As an initiative of the Atlanta Botanical Garden’s Conservation department, pollinator monitoring was conducted at both Lindsay Street and Vine City Parks this summer to estimate abundance and biodiversity. The monitoring was done by a team of high school students from The Paideia School, Forsyth Central High School, Villa Rica High School, and Mays High School. The student team of 12 was led by Garden’s staff, school teachers, and Spelman University student volunteers from the Greening Youth Foundation. The project was funded by the Captain Planet Foundation’s eco technology grant, which awards funds for inquiry based projects in STEM fields that address environmental problems.
Students coupled traditional pollinator visitation methods, with novel molecular biology techniques to identify, record and count the pollinators present at both parks.

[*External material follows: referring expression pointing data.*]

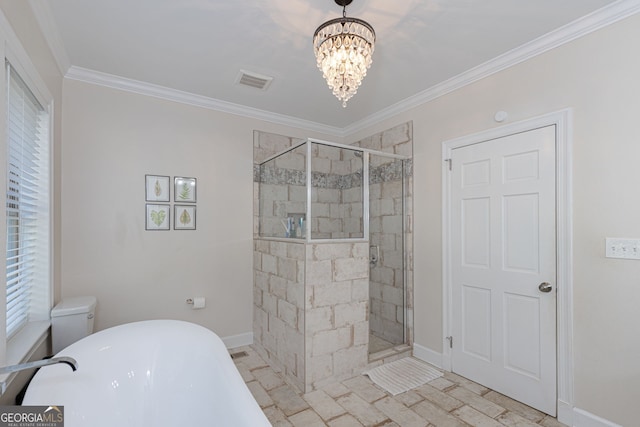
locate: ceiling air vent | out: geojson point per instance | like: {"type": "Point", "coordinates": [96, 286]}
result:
{"type": "Point", "coordinates": [254, 80]}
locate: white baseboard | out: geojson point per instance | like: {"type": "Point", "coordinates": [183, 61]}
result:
{"type": "Point", "coordinates": [236, 341]}
{"type": "Point", "coordinates": [427, 355]}
{"type": "Point", "coordinates": [583, 418]}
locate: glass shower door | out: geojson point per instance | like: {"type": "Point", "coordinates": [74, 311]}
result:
{"type": "Point", "coordinates": [387, 321]}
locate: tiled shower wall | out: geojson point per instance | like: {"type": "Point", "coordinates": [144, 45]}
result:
{"type": "Point", "coordinates": [279, 306]}
{"type": "Point", "coordinates": [327, 337]}
{"type": "Point", "coordinates": [336, 192]}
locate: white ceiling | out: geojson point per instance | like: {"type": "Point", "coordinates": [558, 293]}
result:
{"type": "Point", "coordinates": [200, 46]}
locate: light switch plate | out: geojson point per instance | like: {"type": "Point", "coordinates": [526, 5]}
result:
{"type": "Point", "coordinates": [622, 248]}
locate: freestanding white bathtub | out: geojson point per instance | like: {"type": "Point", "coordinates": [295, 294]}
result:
{"type": "Point", "coordinates": [156, 373]}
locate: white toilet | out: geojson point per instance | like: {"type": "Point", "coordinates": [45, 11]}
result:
{"type": "Point", "coordinates": [71, 320]}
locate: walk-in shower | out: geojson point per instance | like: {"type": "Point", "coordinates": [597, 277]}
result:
{"type": "Point", "coordinates": [330, 261]}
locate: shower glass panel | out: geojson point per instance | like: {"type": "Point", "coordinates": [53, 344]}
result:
{"type": "Point", "coordinates": [283, 194]}
{"type": "Point", "coordinates": [387, 321]}
{"type": "Point", "coordinates": [337, 192]}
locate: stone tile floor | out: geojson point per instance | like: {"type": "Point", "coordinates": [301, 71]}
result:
{"type": "Point", "coordinates": [449, 401]}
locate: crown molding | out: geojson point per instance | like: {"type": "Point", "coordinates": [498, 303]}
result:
{"type": "Point", "coordinates": [565, 34]}
{"type": "Point", "coordinates": [585, 25]}
{"type": "Point", "coordinates": [49, 28]}
{"type": "Point", "coordinates": [150, 89]}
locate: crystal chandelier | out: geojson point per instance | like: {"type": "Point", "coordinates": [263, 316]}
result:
{"type": "Point", "coordinates": [343, 48]}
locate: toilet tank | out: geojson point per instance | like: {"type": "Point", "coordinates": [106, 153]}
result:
{"type": "Point", "coordinates": [71, 320]}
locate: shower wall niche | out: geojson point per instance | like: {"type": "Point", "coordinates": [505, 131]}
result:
{"type": "Point", "coordinates": [312, 266]}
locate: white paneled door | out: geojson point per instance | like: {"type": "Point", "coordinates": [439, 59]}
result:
{"type": "Point", "coordinates": [503, 271]}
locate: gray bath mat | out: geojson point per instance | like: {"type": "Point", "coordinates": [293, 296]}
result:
{"type": "Point", "coordinates": [402, 375]}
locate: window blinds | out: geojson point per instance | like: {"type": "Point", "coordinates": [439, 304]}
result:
{"type": "Point", "coordinates": [27, 200]}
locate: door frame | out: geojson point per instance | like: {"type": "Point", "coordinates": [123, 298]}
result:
{"type": "Point", "coordinates": [564, 247]}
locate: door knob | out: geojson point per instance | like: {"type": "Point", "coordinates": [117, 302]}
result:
{"type": "Point", "coordinates": [545, 287]}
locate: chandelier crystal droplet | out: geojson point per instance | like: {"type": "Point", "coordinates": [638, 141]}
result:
{"type": "Point", "coordinates": [343, 49]}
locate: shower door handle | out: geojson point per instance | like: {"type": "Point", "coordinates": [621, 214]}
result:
{"type": "Point", "coordinates": [374, 255]}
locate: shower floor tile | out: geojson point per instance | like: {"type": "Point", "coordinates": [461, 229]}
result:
{"type": "Point", "coordinates": [444, 401]}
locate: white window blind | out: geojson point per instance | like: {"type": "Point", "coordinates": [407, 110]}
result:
{"type": "Point", "coordinates": [27, 201]}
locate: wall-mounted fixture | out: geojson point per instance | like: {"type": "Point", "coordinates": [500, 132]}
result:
{"type": "Point", "coordinates": [343, 48]}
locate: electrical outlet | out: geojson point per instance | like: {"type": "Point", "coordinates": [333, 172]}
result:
{"type": "Point", "coordinates": [622, 248]}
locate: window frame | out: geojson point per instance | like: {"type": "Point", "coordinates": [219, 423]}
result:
{"type": "Point", "coordinates": [22, 346]}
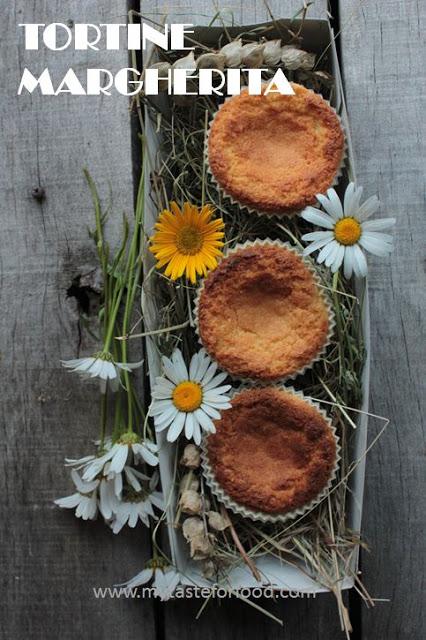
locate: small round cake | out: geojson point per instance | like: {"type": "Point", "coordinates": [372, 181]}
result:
{"type": "Point", "coordinates": [273, 152]}
{"type": "Point", "coordinates": [273, 451]}
{"type": "Point", "coordinates": [261, 314]}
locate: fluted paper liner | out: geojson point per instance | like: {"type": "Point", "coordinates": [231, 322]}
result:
{"type": "Point", "coordinates": [250, 209]}
{"type": "Point", "coordinates": [331, 320]}
{"type": "Point", "coordinates": [261, 516]}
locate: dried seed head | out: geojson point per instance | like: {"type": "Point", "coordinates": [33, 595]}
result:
{"type": "Point", "coordinates": [163, 69]}
{"type": "Point", "coordinates": [191, 457]}
{"type": "Point", "coordinates": [189, 481]}
{"type": "Point", "coordinates": [192, 527]}
{"type": "Point", "coordinates": [201, 547]}
{"type": "Point", "coordinates": [252, 55]}
{"type": "Point", "coordinates": [187, 62]}
{"type": "Point", "coordinates": [272, 53]}
{"type": "Point", "coordinates": [294, 58]}
{"type": "Point", "coordinates": [211, 61]}
{"type": "Point", "coordinates": [209, 569]}
{"type": "Point", "coordinates": [190, 502]}
{"type": "Point", "coordinates": [217, 521]}
{"type": "Point", "coordinates": [232, 53]}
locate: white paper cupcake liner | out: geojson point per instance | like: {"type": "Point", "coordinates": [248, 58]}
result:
{"type": "Point", "coordinates": [331, 319]}
{"type": "Point", "coordinates": [261, 516]}
{"type": "Point", "coordinates": [252, 210]}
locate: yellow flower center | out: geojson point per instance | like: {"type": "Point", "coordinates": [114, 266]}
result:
{"type": "Point", "coordinates": [189, 240]}
{"type": "Point", "coordinates": [187, 396]}
{"type": "Point", "coordinates": [347, 231]}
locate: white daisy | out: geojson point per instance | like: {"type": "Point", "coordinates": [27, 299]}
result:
{"type": "Point", "coordinates": [129, 449]}
{"type": "Point", "coordinates": [101, 365]}
{"type": "Point", "coordinates": [137, 505]}
{"type": "Point", "coordinates": [84, 501]}
{"type": "Point", "coordinates": [348, 231]}
{"type": "Point", "coordinates": [166, 578]}
{"type": "Point", "coordinates": [188, 400]}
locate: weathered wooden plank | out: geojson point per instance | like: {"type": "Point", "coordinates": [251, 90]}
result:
{"type": "Point", "coordinates": [383, 51]}
{"type": "Point", "coordinates": [50, 561]}
{"type": "Point", "coordinates": [305, 619]}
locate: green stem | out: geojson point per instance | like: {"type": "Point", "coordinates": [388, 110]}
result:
{"type": "Point", "coordinates": [103, 419]}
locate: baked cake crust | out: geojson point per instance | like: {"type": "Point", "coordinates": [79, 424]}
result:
{"type": "Point", "coordinates": [261, 314]}
{"type": "Point", "coordinates": [276, 152]}
{"type": "Point", "coordinates": [272, 450]}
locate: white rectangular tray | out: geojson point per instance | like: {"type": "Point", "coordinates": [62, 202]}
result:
{"type": "Point", "coordinates": [318, 34]}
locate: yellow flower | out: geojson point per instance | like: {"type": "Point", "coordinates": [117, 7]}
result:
{"type": "Point", "coordinates": [187, 240]}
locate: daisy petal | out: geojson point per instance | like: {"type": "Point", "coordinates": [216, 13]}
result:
{"type": "Point", "coordinates": [378, 225]}
{"type": "Point", "coordinates": [338, 259]}
{"type": "Point", "coordinates": [360, 263]}
{"type": "Point", "coordinates": [205, 422]}
{"type": "Point", "coordinates": [176, 427]}
{"type": "Point", "coordinates": [315, 216]}
{"type": "Point", "coordinates": [348, 262]}
{"type": "Point", "coordinates": [318, 244]}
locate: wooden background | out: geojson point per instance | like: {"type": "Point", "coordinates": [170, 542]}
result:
{"type": "Point", "coordinates": [49, 560]}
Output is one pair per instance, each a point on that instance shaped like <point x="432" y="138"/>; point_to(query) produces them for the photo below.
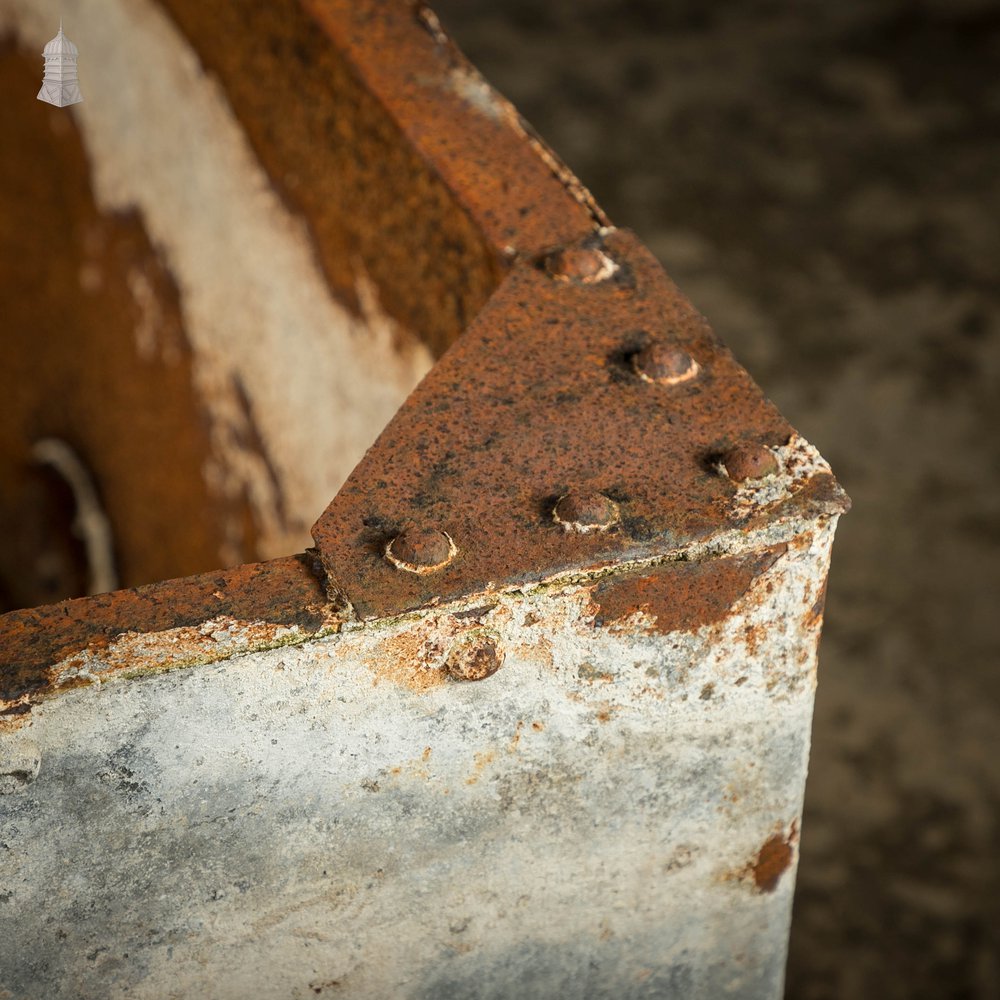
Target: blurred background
<point x="823" y="181"/>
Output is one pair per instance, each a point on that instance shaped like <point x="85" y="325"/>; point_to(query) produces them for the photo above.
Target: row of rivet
<point x="426" y="550"/>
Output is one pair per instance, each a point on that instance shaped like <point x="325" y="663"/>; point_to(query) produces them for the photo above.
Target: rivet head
<point x="585" y="265"/>
<point x="474" y="659"/>
<point x="749" y="461"/>
<point x="585" y="512"/>
<point x="664" y="364"/>
<point x="421" y="550"/>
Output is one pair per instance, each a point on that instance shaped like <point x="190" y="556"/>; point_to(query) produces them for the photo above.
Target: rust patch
<point x="538" y="399"/>
<point x="773" y="860"/>
<point x="411" y="659"/>
<point x="814" y="616"/>
<point x="281" y="594"/>
<point x="454" y="188"/>
<point x="681" y="596"/>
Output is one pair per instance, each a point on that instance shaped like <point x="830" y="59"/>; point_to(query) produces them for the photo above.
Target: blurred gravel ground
<point x="823" y="180"/>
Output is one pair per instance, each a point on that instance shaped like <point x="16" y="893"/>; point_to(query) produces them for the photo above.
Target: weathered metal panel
<point x="613" y="813"/>
<point x="533" y="718"/>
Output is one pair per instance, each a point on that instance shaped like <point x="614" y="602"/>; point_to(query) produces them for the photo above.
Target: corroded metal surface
<point x="539" y="399"/>
<point x="612" y="814"/>
<point x="534" y="717"/>
<point x="164" y="625"/>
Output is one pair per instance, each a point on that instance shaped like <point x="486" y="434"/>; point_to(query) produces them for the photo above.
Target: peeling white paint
<point x="161" y="139"/>
<point x="584" y="822"/>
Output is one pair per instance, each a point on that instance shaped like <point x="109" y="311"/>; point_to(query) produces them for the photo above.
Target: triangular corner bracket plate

This pollinator record will drive management at this and other parks, particularly with respect to differences in pollinator abundance found between areas planted with native pollinator friendly plants and those planted with conventional landscape plants. Additionally the data will be used to show the importance of pollinator gardens in urban areas.
The more we understand the way pollinators interact with their habitats the better we become at providing efficient usable pollinator gardens. Take a look around your pollinator garden when its in full swing and note the species visiting, you might just learn a thing or two!